(Note: This is the second in a series of posts with companies participating in the 2008 Media Summit, a premier industry event which will be held next week in NYC. VideoNuze has partnered with Digital Hollywood, the Media Summit's organizer, to provide select analysis and news coverage.)
Heavy Corporation, which operates Heavy.com, one of the most popular independent broadband video destinations for 18-34 males, is poised to make a push into the ad platform/network business through its Husky Media unit. I spoke to Eric Hadley, Heavy's chief marketing officer yesterday who filled me in on their plans.
The Husky platform is currently used today by Heavy.com. If you go to the site, you'll see how it operates, showing just one ad with the video selected. As Eric explains, the video is wrapped in the advertiser's skin, so upon starting the video player exposes a big interstitial ad for 2 1/2 second that sort of feels like "barn doors" before opening to the video itself. Then when the video plays, display ads surround the content. Additional related content is queued up and automatically starts playing subsequently. This approach has resulted in a 270% lift in videos viewed as compared with the pre-queuing implementation. This of course means more video usage and more advertising exposure.

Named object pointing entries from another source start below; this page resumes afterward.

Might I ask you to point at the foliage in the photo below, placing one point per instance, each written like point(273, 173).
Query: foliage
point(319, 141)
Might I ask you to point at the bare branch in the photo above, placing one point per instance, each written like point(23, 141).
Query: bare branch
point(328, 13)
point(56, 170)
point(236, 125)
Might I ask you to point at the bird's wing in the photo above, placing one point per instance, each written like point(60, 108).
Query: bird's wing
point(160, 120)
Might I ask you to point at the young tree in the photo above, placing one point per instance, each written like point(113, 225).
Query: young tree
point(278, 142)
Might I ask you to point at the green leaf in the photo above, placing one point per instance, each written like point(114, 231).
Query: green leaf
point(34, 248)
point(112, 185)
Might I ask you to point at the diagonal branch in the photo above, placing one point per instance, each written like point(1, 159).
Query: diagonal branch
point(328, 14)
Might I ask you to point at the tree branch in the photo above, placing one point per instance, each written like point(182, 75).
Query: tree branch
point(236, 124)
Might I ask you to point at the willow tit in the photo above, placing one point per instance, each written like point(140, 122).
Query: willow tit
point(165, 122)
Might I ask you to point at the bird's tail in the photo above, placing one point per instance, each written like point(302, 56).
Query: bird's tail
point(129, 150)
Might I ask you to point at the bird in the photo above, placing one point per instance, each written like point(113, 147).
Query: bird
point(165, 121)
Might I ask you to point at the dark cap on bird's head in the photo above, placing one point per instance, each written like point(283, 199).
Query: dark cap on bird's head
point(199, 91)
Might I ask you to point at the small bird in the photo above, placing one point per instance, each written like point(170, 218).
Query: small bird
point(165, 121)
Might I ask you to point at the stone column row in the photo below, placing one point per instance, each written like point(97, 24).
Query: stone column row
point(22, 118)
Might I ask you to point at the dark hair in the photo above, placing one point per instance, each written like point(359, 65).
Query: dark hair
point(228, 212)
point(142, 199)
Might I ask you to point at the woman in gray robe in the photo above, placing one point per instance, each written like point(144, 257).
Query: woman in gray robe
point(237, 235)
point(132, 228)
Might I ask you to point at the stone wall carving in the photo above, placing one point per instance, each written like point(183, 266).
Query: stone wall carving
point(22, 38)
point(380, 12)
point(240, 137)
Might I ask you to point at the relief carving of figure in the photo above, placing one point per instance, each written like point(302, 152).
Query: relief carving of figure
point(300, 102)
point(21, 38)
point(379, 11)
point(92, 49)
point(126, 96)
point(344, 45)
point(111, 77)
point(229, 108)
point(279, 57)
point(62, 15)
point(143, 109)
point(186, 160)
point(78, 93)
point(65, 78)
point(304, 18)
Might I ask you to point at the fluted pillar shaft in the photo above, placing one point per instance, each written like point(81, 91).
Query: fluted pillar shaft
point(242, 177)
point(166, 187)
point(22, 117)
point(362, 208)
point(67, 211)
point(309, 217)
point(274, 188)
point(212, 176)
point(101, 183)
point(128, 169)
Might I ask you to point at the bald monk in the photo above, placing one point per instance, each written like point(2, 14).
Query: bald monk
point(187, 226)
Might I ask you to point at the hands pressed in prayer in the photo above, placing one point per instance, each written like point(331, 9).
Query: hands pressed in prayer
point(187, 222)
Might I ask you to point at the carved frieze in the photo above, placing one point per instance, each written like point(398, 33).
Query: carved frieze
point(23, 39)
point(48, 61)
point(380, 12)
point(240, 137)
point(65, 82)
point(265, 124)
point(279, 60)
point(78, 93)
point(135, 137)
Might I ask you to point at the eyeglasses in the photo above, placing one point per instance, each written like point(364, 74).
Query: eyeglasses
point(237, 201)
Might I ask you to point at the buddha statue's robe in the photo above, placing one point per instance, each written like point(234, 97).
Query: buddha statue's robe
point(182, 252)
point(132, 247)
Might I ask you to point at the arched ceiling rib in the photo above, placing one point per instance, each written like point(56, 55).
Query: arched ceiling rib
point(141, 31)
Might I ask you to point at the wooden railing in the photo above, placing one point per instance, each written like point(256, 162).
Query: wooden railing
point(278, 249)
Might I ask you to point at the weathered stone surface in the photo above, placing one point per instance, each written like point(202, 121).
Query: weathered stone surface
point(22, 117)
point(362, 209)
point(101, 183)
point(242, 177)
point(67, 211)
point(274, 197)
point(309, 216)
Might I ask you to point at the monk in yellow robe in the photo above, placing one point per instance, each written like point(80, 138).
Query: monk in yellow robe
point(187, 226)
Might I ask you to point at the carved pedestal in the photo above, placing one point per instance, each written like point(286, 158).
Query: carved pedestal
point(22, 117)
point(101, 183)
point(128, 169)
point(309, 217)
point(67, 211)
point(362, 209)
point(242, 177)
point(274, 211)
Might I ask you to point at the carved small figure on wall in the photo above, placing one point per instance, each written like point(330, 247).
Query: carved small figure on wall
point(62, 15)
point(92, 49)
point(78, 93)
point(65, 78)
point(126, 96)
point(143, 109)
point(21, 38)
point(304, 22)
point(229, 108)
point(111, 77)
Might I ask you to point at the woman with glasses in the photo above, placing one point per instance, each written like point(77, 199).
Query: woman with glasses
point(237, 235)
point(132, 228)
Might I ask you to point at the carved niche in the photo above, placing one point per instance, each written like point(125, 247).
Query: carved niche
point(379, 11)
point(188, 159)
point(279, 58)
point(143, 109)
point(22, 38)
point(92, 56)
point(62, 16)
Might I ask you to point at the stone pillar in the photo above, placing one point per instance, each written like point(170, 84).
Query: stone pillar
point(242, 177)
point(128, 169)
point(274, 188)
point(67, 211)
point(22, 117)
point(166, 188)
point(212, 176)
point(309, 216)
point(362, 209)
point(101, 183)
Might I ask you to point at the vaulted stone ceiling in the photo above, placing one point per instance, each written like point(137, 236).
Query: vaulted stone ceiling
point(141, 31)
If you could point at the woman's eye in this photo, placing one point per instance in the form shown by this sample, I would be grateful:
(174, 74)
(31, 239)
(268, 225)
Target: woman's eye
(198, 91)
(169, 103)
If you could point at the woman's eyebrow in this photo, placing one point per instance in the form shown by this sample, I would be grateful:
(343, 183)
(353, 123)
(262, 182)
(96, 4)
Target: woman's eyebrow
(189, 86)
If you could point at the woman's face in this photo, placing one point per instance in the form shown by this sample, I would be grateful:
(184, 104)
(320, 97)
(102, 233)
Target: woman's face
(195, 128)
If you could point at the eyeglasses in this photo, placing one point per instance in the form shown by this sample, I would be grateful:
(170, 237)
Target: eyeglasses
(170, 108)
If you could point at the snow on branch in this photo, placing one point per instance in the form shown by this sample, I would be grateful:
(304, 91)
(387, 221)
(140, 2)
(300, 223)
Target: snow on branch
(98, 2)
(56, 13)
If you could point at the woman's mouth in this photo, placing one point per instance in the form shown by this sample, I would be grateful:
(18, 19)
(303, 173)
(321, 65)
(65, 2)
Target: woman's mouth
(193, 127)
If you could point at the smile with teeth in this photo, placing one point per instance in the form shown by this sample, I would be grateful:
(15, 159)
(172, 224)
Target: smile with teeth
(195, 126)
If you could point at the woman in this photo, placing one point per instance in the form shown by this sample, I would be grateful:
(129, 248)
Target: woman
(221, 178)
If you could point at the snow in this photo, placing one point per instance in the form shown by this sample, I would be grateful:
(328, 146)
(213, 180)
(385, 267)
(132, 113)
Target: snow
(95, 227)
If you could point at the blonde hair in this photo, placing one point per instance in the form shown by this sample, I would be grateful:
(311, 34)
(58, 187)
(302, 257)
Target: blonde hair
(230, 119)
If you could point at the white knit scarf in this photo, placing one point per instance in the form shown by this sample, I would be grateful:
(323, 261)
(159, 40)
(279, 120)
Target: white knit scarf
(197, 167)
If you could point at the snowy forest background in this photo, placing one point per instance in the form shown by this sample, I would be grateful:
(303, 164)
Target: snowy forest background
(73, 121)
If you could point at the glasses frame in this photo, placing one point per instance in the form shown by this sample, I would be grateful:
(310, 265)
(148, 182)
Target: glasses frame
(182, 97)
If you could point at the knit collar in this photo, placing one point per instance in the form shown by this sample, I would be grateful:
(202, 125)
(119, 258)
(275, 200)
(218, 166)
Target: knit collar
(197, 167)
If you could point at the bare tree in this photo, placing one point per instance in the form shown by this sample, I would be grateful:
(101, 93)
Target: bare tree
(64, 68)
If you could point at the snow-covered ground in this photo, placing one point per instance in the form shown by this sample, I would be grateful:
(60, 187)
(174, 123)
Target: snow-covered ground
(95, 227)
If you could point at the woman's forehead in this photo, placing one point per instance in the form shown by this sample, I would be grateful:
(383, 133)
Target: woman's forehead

Eric said that advertiser enthusiasm for the Husky presentation has prompted Heavy to now offer it to other publishers who target demos other than Heavy.com's 18-34 males. It's still early days, but Eric said that in the next few weeks several major publishers will be launching Husky implementations, as will small-to-medium sized sites. This will form the beginnings of an ad network Heavy can assemble and offer to advertisers. By evolving Husky's focus from internal-only use to external use as well, Heavy will be competing with broadband ad players such as Tremor, Broadband Enterprises and others. The Husky move shows how dynamic the broadband video ad space is, with multiple kinds of formats and implementations being tested and used by content providers seeking to maximize monetization.
Meanwhile Heavy is continuing to build out its Heavy.com destination site, which currently receives 17M+ visitors/mo. Key upcoming focuses are music/urban, cars and racing, sports and travel categories. These are all the purview of the Heavy's recently added head of programming, Jimmy Jellinek, former editor at Maxim. Content sourcing is varied, with Heavy.com producing some of its own, producing some for its advertisers and also some it obtaining some from others, such as Transworld. In the U.S. today, Heavy does not syndicate its programming to others sites, which is a somewhat contrarian position vs. other content providers who are syndicating widely.
Looking ahead to the Media Summit, Eric plans to explain more about the upcoming Husky push and how content providers and advertisers can benefit from it. He also sees the Media Summit as an ideal forum to learn from others what's making a difference in the industry and what's hot.